In essence, a party is at risk of being penalised in costs and interest at the end of the case if it fails to accept a Part 36 offer made by the other side. Making such an offer is therefore an acceptable means of putting the other side under pressure to settle. It should not be seen as a sign of weakness, but rather as a strategic tool. 

The Mechanics 

Part 36 offers can be made before court proceedings are issued. The court is made aware of a rejected offer after it has reached a judgement, but before it has made an order in relation to the cost of proceedings. If one party obtains a judgement which is more substantial than, or equal to, the offer made at the trial, then the other party will have to pay whatever the amount the court awards, unless the court considers it unjust. 

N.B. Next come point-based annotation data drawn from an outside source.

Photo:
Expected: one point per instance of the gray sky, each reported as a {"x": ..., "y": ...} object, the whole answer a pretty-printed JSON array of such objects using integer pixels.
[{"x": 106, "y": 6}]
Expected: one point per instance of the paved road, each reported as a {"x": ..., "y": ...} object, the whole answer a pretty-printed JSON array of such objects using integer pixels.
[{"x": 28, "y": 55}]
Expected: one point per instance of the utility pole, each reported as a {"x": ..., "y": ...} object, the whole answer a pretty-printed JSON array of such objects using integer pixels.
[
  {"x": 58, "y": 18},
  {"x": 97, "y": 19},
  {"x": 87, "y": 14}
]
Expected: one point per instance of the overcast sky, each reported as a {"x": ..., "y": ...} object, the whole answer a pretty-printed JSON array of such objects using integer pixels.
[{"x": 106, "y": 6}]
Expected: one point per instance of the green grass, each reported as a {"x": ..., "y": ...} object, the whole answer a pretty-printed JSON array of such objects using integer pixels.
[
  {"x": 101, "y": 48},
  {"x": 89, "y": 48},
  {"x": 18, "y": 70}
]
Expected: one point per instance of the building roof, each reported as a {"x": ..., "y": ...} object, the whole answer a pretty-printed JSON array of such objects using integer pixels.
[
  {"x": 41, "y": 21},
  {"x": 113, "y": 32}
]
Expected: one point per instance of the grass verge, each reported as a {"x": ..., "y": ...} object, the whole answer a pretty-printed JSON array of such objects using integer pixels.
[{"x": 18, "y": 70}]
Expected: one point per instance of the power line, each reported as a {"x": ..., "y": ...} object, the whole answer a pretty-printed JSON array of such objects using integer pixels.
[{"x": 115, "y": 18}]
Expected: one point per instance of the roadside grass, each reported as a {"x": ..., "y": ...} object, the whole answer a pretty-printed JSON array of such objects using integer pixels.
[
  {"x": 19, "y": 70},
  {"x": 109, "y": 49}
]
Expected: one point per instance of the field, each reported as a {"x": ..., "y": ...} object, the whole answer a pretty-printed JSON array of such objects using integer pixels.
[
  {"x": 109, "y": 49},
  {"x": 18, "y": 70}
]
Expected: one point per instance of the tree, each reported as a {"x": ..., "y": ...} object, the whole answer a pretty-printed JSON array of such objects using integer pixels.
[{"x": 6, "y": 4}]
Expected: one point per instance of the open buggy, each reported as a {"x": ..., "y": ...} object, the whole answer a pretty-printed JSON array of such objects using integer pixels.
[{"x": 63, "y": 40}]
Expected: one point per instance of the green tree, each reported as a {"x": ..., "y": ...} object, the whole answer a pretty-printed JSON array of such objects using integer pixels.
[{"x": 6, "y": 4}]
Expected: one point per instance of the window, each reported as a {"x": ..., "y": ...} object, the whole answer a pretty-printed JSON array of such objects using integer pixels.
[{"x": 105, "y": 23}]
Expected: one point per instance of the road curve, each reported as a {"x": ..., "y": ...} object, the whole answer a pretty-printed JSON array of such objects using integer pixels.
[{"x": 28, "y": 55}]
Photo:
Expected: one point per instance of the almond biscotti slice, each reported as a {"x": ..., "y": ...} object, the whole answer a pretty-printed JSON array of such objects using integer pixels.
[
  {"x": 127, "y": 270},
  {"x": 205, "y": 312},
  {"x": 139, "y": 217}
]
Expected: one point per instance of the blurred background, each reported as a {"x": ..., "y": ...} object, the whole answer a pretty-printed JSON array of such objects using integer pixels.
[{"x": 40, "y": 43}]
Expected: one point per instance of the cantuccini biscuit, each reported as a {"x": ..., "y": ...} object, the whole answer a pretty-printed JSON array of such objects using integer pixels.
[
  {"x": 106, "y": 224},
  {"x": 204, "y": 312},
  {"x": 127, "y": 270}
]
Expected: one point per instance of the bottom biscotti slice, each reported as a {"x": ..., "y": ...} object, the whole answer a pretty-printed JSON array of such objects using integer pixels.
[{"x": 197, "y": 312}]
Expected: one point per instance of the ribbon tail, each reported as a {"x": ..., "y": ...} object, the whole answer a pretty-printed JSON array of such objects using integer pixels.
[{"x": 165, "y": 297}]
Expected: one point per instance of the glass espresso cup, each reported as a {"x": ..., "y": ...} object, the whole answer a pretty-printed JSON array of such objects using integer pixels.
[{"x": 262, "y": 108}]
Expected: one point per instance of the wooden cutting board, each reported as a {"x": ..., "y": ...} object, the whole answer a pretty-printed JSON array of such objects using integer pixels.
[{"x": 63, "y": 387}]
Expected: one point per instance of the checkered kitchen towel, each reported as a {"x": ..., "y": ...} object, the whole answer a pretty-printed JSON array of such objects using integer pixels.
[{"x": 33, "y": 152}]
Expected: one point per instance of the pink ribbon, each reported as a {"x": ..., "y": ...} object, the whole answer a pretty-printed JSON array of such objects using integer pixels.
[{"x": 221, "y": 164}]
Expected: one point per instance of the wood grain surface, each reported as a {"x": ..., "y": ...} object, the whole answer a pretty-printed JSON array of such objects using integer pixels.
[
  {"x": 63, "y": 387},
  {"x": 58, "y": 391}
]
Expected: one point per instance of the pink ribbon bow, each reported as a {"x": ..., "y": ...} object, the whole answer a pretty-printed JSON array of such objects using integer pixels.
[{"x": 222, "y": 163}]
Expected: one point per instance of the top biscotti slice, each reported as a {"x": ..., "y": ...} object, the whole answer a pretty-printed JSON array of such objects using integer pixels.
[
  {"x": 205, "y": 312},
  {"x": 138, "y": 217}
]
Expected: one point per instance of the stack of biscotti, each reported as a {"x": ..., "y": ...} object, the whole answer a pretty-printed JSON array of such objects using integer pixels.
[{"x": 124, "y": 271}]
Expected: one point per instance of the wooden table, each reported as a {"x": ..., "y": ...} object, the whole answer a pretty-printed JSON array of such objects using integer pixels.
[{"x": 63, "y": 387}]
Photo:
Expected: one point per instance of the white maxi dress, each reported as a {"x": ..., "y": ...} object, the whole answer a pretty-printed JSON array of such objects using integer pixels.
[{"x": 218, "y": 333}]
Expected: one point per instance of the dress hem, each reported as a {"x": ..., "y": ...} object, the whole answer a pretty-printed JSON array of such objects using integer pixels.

The offers are made on a “without prejudice save as to costs” basis, in writing, stating that the offer that is made to settle the whole claim or a part of it, and taking account of any counterclaim. It has to specify a “relevant period” of at least 21 days, within which time the other party will be liable for costs if the offer is accepted. CPR 36.17(4) provides that: 

“ (4) Subject to paragraph (7), where paragraph 1(b) applies, the court must, unless it considers it unjust to do so, order that the defendant is entitled to — 

  1. interest on the whole or part of any sum of money (excluding interest) awarded, at a rate not exceeding 10% above base rate for some or all of the period starting with the date on which the relevant period expired; 
  2. costs (including any recoverable pre-action costs) on the indemnity basis from the date on which the relevant period expired; 
  3. interest on those costs at a rate not exceeding 10% above base rate; and 
  4. […]  an additional amount, which shall not exceed £75,000 […] ”

If a Part 36 offer is not time limited, then it can be withdrawn or amended so that it is less advantageous to the other side. Where the other side has not already accepted the offer, then it may be withdrawn or varied at any time after the relevant period has expired, and this will not need the court’s permission. 

Recent Case Law 

In Yieldpoint Stable Value Fund, LP v Kimura Commodity Trade Finance Fund Ltd [2023] EWHC 1512, the High Court decided that it would be unjust to allow Yieldpoint certain post-judgment monetary enhancements pursuant to CPR 36.17(4) because its “very high offer” of 99% of the principal claim was not a genuine attempt to settle the proceedings. 

The claimant’s Part 36 Offer sought a sum of US$4,950,000 – the total claim value being $5 million – stating, inter alia: “Our client is confident that it has a strong case against your client, and is entitled to substantial damages, as set out in the Particulars of Claim”. After Yieldpoint won its claim, it invoked the Part 36 Offer and served its statement of costs. Kimura’s solicitors objected on the basis that such enhancements would be unjust. The court agreed, suggesting that whilst “all Part 36 offers are made for tactical purposes … an offer which is a cynical attempt to manipulate the Part 36 regime and apply pressure on an adversary is unlikely to be effective for such purposes”. 

The Judge further suggested that offers involving a negligible discount against the gross value of the claim and/or waiver of accrued interest may only be justifiable where the claim could be characterised as “obviously very strong” at the time of the relevant offer, which was not so in this case. 

*This article is not legal advice but provides a general overview. The specific details of your case will determine the best course of action.